# Art/Object Issues > Mountmaking >  Plascoat- PPA_571?

## Pharaoh

Hello Everyone, 
I am a Mountmaker-Conservation Crate Builder-Installer  currently based in Sydney, Australia. (first time using this forum). 

 I was wondering if anyone out there can tell me the grade of plascoat, that is commonly used for hot dipping, mount armatures? 
According to Robert Fuglestad's list it's used in the U.S. as well. 

The type I am looking at purchasing is PPA_571 , is this the right stuff? 
According to the Australian distributor it is available in white Color number 110 and Black 700
Is this also available in a clear? If so do any of you know the color number for the clear? 

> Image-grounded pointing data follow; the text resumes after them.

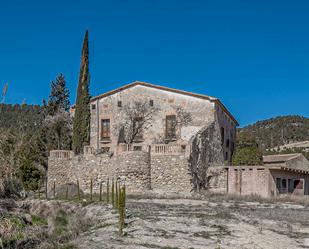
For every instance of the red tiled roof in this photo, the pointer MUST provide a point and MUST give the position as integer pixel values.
(201, 96)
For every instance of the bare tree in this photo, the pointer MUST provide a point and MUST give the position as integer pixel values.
(206, 151)
(183, 117)
(59, 128)
(137, 117)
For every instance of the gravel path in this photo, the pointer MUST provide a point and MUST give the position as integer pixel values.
(183, 223)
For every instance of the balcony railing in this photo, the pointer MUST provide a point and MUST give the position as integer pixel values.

Any tips advice would be most welcome. 

Thanks 
Nate
www.pharaohfineart.com

----------


## JasonO

I'll quote Mr. McGrew here:

"This will reach more folks if it is put out on the PACCIN listserv as well as here in the PACCIN forum. Do you want me to forward it to the list? You can do it yourself by signing up at this link-
http://www.paccin.org/content.php?110-ListServe

Also another possibly even better option might be to put our your question to the mountmaking group if you haven't already. If you are not already a member of that group you can sign up here-
http://groups.google.com/group/mountmaking-forum"


Hope that helps!





> Hello Everyone, 
> I am a Mountmaker-Conservation Crate Builder-Installer  currently based in Sydney, Australia. (first time using this forum). 
> I was wondering if anyone out there can tell me the grade of plascoat, that is commonly used for hot dipping, mount armatures? 
> According to Robert Fuglestad's list it's used in the U.S. as well. 
> 
> The type I am looking at purchasing is PPA_571 , is this the right stuff? 
> According to the Australian distributor it is available in white Color number 110 and Black 700
> Is this also available in a clear? If so do any of you know the color number for the clear? 
> 
> ...

----------